Brightview Holdings 2025 Q4 Earnings Net Income Grows 8.2% Despite Revenue Decline

Generated by AI AgentDaily EarningsReviewed byAInvest News Editorial Team
Thursday, Nov 20, 2025 4:19 am ET1min read
Aime RobotAime Summary

-

reported Q4 2025 earnings with 8.2% net income growth and 12.7% EPS increase despite 3.6% revenue decline to $702.8M, missing forecasts by $15.77M.

- 2026 guidance aligns with $2.67–$2.73B revenue projections, emphasizing margin expansion through operational efficiency and record $113.5M adjusted EBITDA.

- Post-earnings stock fell 10.9% due to revenue/earnings misses, though CEO Dale Asplund highlighted $150M share repurchase boost and "One BrightView" strategy for long-term growth.

- Weak Development Services (-8.2%) and softer commercial demand drove underperformance, countered by $20.00 median price target (40.6% above Nov 18 close) for cautious optimism.

Brightview Holdings (BV) reported fiscal 2025 Q4 earnings on Nov 19, 2025, with results falling short of revenue expectations while net income and EPS showed growth. The company’s revenue declined 3.6% year-over-year to $702.80 million, missing analyst forecasts by $15.77 million. However, net income rose 8.2% to $27.70 million, and EPS increased 12.7% to $0.20. Guidance for 2026 aligns with consensus estimates, projecting revenue of $2.67–$2.73 billion and margin expansion through operational efficiency.

Revenue

Brightview’s total revenue dipped to $702.80 million in Q4 2025, a 3.6% decline from $728.70 million in the prior-year period. Land Maintenance Revenue reached $1.7–$1.715 billion, while Development Services Revenue stood at $790–$805 million, and Snow Removal Revenue ranged between $190–$220 million. The revenue shortfall was primarily attributed to a 1.3% decline in Maintenance Services and an 8.2% drop in Development Services, driven by project timing and market conditions.

Earnings/Net Income

The company’s profitability strengthened, with EPS rising 12.7% to $0.20 in Q4 2025 from $0.18 in Q4 2024. Net income expanded 8.2% to $27.70 million, reflecting disciplined cost management and margin improvements. Adjusted EBITDA hit a record $113.50 million, up 7.9% year-over-year, with margins expanding 170 basis points to 16.1%. The EPS growth outperformed the net income increase, indicating improved profitability despite revenue challenges.
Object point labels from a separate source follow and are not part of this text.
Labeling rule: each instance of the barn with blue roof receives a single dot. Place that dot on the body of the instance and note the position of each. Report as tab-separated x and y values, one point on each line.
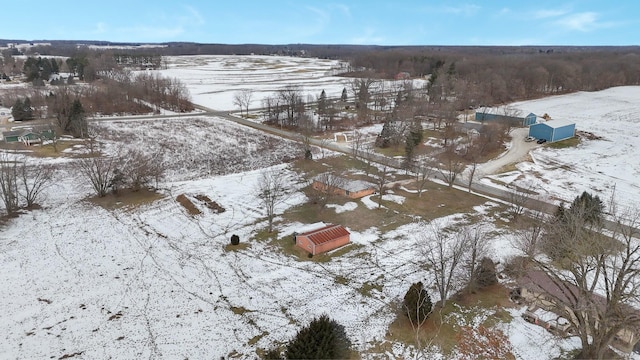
553	130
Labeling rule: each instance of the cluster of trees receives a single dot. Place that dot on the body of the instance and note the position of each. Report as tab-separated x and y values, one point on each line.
286	108
69	114
40	69
119	92
323	338
21	182
132	170
492	75
595	267
22	110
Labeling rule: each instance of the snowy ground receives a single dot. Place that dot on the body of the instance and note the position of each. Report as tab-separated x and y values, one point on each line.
608	166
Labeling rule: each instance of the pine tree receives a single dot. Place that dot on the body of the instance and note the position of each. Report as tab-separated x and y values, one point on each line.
588	206
417	303
323	338
17	110
77	120
27	110
343	97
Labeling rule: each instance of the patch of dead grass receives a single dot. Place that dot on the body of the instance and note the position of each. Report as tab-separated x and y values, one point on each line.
126	199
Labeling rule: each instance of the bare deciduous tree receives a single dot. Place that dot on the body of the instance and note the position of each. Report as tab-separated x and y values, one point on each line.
272	190
381	182
34	178
451	165
597	281
100	171
531	229
477	248
139	169
327	185
423	171
9	183
520	197
444	252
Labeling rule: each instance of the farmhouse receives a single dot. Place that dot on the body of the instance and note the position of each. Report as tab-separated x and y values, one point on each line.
323	239
502	115
353	189
553	130
541	292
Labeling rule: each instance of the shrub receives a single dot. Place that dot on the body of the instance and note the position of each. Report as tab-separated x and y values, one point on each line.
486	274
417	303
272	354
323	338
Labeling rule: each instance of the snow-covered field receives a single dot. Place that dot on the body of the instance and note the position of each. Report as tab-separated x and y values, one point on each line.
213	80
155	282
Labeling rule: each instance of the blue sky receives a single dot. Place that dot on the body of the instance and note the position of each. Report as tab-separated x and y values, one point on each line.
371	22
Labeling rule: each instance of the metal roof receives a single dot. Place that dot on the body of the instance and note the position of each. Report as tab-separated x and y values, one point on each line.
558	123
325	234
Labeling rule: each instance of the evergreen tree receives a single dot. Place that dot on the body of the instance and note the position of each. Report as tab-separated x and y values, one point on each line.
417	303
412	140
323	338
322	103
386	134
27	110
588	206
17	110
77	120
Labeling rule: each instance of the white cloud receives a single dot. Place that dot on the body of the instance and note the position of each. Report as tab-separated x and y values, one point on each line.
100	28
343	8
194	17
369	37
549	13
584	22
150	33
464	9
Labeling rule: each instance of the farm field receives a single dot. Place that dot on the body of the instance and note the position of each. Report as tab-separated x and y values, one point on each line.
605	163
147	279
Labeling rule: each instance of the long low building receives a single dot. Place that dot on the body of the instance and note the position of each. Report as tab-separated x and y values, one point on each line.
553	130
353	189
323	239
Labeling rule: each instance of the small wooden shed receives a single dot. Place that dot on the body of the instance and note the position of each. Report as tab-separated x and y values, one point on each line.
323	239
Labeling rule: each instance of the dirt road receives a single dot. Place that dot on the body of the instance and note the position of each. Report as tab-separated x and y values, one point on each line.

Post-Earnings Price Action Review

Brightview’s stock price fell 0.17% in the latest trading day, 4.67% for the week, and 9.75% month-to-date. Post-earnings, shares tumbled 10.9%, reflecting disappointment over revenue and EPS misses. Analysts cited weak Development Services performance and softer commercial landscape demand as key drivers. Despite the decline, the company’s long-term outlook remains cautiously optimistic, with a median price target of $20.00, 40.6% above the Nov 18 closing price of $11.89.

CEO Commentary

Dale Asplund, CEO, emphasized the “continued momentum behind our One

strategy” and highlighted record Adjusted EBITDA and margin expansion. The CEO outlined strategic investments, confidence in 2026 revenue growth, and a $150 million share repurchase authorization increase, underscoring a “strong balance sheet” and “long-term growth outlook.”

Guidance

Brightview projects 2026 total revenue of $2.67–$2.73 billion (+0% to +2%), with Land Maintenance Revenue of $1.7–$1.715 billion (+1% to +2%), Development Services Revenue of $790–$805 million (~0% to +2%), and Snow Removal Revenue of $190–$220 million. Adjusted EBITDA is guided to $363–$377 million (+40–60 bps margin expansion), and Adjusted Free Cash Flow to $100–$115 million.

Additional News

Brightview increased its share repurchase authorization to $150 million, signaling confidence in capital allocation. CEO Dale Asplund reiterated the “One BrightView” strategy, focusing on operational efficiency and market positioning. The company also announced plans to return to revenue growth in 2026, leveraging scale to strengthen its position as the “service provider of choice” in the industry.